1^infinity=Q

lim(x->infinity)(1+Q/x)^x, Q is some positive real number
direct Substitution yields: (1+Q/infinity)^infinity=(1+0)^infinity=1^infinity
because lim(n->infinity)(1/n)=0
then let some number "S"=lim(x->infinity)(1+Q/x)^x
natural log: lnS=lim(x->infinity)ln(1+Q/x)^x
because compound function limit properties: g(lim(x->infinity)f(x))=lim(x->infinity)g(f(x))
property of natural logs:lnS=lim(x->infinity)x*ln(1+Q/x)
x=1/(1/x):lnS=lim(x->infinity)ln(1+Q/x)/(1/x)
L'Hopital's rule:lnS=lim(x->infinity)(-Q/(x^2+Q*x))/(-1/x^2)
reduce:lnS=lim(x->infinity)(Q*x)/(Q+x)
(brief digression)some expression "A" fulfills the following equation: (Q(Q+x))/(Q+x)+A/(Q+X)=(Q*x)/(Q+x)
multiply by (Q+x) on both sides: Q^2+Q*x+A=Q*x
subtract (Q^2+Q*x) from sides:A=Q*x-Q*x-Q^2
reduce:A=-Q^2
substitution:lnS=lim(x->infinity)(Q(Q+x))/(Q+x)-Q^2/(Q+x)
reduce:lnS=lim(x->infinity)(Q-Q^2/(Q+x))
take limit:lnS=Q-Q^2/(Q+infinity)
reduce:lnS=Q-0=Q
raise to e on both sides: S = Q

I'll explain any part that sounds confusing. (though I'll refer back to previous posts if people ask the same question)

>>12
because infinity is not a number and is not a real amount.
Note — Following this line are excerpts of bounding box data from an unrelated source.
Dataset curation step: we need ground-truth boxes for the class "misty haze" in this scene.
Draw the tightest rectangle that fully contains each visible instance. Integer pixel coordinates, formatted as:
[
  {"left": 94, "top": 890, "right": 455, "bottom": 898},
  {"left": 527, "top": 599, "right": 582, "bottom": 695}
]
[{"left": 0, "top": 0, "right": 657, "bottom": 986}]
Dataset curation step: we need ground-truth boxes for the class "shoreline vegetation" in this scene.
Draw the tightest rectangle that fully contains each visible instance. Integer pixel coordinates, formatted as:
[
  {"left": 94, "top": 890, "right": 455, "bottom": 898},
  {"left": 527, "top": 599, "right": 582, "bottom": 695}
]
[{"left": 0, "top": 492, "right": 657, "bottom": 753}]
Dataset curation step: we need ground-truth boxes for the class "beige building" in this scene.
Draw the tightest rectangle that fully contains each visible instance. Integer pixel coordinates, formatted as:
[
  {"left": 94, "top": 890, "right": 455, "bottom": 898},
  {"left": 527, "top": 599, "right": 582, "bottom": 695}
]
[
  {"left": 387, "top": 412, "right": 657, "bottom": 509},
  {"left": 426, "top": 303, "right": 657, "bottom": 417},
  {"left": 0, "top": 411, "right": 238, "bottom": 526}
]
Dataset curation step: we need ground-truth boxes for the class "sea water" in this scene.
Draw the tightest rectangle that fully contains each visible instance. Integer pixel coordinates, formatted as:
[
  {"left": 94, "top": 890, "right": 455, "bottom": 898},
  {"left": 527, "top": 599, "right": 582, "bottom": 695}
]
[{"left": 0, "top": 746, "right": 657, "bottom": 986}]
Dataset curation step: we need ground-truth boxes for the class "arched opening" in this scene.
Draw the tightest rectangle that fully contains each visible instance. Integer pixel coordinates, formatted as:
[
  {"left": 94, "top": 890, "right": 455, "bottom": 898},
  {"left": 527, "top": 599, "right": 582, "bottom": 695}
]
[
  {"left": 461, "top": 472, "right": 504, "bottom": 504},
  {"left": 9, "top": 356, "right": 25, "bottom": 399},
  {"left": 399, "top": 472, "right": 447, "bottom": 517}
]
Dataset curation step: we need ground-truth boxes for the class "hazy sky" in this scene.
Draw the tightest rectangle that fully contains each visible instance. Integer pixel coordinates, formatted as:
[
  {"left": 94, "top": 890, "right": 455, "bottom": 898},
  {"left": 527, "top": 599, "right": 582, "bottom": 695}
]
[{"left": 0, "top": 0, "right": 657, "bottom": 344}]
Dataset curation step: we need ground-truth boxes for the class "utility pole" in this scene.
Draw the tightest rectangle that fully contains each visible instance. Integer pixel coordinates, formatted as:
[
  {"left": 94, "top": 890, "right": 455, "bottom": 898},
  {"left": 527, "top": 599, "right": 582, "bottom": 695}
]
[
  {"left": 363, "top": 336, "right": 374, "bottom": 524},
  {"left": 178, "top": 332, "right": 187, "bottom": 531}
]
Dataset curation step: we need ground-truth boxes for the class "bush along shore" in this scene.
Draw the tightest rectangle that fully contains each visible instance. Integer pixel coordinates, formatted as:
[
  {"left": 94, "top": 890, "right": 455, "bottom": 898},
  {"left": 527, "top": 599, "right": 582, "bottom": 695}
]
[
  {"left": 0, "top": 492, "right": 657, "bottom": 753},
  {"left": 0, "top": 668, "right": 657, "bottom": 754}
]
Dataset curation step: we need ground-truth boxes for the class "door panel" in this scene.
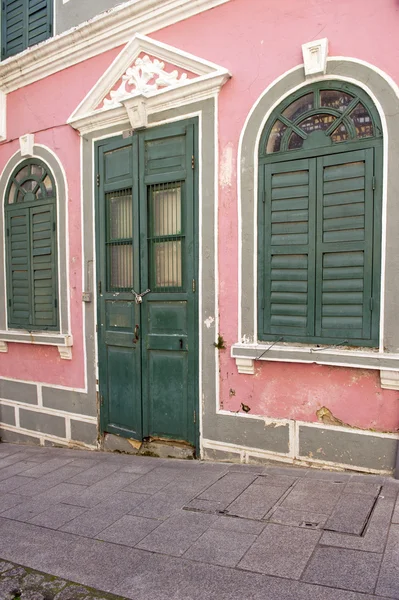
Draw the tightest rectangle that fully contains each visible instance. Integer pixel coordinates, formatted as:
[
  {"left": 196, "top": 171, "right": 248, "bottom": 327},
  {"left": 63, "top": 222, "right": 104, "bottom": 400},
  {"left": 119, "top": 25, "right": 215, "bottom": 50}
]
[
  {"left": 97, "top": 140, "right": 143, "bottom": 439},
  {"left": 97, "top": 124, "right": 197, "bottom": 445}
]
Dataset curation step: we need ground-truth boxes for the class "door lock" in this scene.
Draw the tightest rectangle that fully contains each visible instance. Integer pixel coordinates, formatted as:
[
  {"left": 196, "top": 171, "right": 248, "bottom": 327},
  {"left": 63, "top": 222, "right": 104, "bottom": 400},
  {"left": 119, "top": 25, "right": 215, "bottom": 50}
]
[{"left": 132, "top": 289, "right": 151, "bottom": 304}]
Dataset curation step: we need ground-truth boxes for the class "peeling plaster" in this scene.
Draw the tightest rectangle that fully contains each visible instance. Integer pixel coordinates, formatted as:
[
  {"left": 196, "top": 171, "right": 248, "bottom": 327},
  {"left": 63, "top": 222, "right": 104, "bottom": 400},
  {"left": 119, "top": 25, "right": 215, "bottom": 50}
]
[{"left": 204, "top": 317, "right": 215, "bottom": 329}]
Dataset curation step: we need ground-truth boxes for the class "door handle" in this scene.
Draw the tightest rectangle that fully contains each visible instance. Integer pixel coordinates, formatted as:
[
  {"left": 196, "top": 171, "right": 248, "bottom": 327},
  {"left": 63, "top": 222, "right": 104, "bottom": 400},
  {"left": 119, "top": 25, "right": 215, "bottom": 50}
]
[{"left": 132, "top": 289, "right": 151, "bottom": 304}]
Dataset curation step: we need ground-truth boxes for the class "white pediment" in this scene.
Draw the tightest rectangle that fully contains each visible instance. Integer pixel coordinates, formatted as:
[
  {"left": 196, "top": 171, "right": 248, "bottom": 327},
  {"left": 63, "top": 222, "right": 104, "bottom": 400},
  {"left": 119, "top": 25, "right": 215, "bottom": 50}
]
[{"left": 68, "top": 34, "right": 231, "bottom": 133}]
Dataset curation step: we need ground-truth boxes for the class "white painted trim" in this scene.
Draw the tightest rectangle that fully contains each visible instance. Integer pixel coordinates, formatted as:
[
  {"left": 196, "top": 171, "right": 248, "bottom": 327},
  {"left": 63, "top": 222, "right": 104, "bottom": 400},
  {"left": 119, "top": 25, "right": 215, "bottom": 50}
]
[
  {"left": 0, "top": 90, "right": 7, "bottom": 142},
  {"left": 0, "top": 398, "right": 97, "bottom": 425},
  {"left": 214, "top": 96, "right": 221, "bottom": 412},
  {"left": 0, "top": 329, "right": 73, "bottom": 352},
  {"left": 231, "top": 341, "right": 399, "bottom": 375},
  {"left": 0, "top": 0, "right": 231, "bottom": 92},
  {"left": 0, "top": 422, "right": 98, "bottom": 450},
  {"left": 67, "top": 34, "right": 231, "bottom": 135},
  {"left": 238, "top": 56, "right": 399, "bottom": 360},
  {"left": 205, "top": 424, "right": 399, "bottom": 475},
  {"left": 302, "top": 38, "right": 328, "bottom": 78},
  {"left": 35, "top": 144, "right": 72, "bottom": 338}
]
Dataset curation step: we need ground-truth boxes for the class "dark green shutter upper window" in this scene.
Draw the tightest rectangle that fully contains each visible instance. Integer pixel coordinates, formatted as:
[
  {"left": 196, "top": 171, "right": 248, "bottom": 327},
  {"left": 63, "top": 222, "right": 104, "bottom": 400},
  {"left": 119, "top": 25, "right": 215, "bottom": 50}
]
[
  {"left": 258, "top": 82, "right": 382, "bottom": 346},
  {"left": 5, "top": 160, "right": 58, "bottom": 331},
  {"left": 1, "top": 0, "right": 53, "bottom": 60}
]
It's closer to an unreal than a real (because any positive real number times infinity is infinity) and therefore can have certain properties inherent to the real numberline that, well, bend in the complex numberline. I can define an unreal for which the multiplicative property of 1 does not apply. I'll call this unreal "f" such that f*1=/f. When I take 1^f, I'm going to get some wierd answers. Yet just because I've taken a real number to an unreal exponent, doesn't mean I can't have a real answer. E.G. e^(pi*i) = -1. Therefore, 1^infinity can equal 1, but it can also equal 67 and more.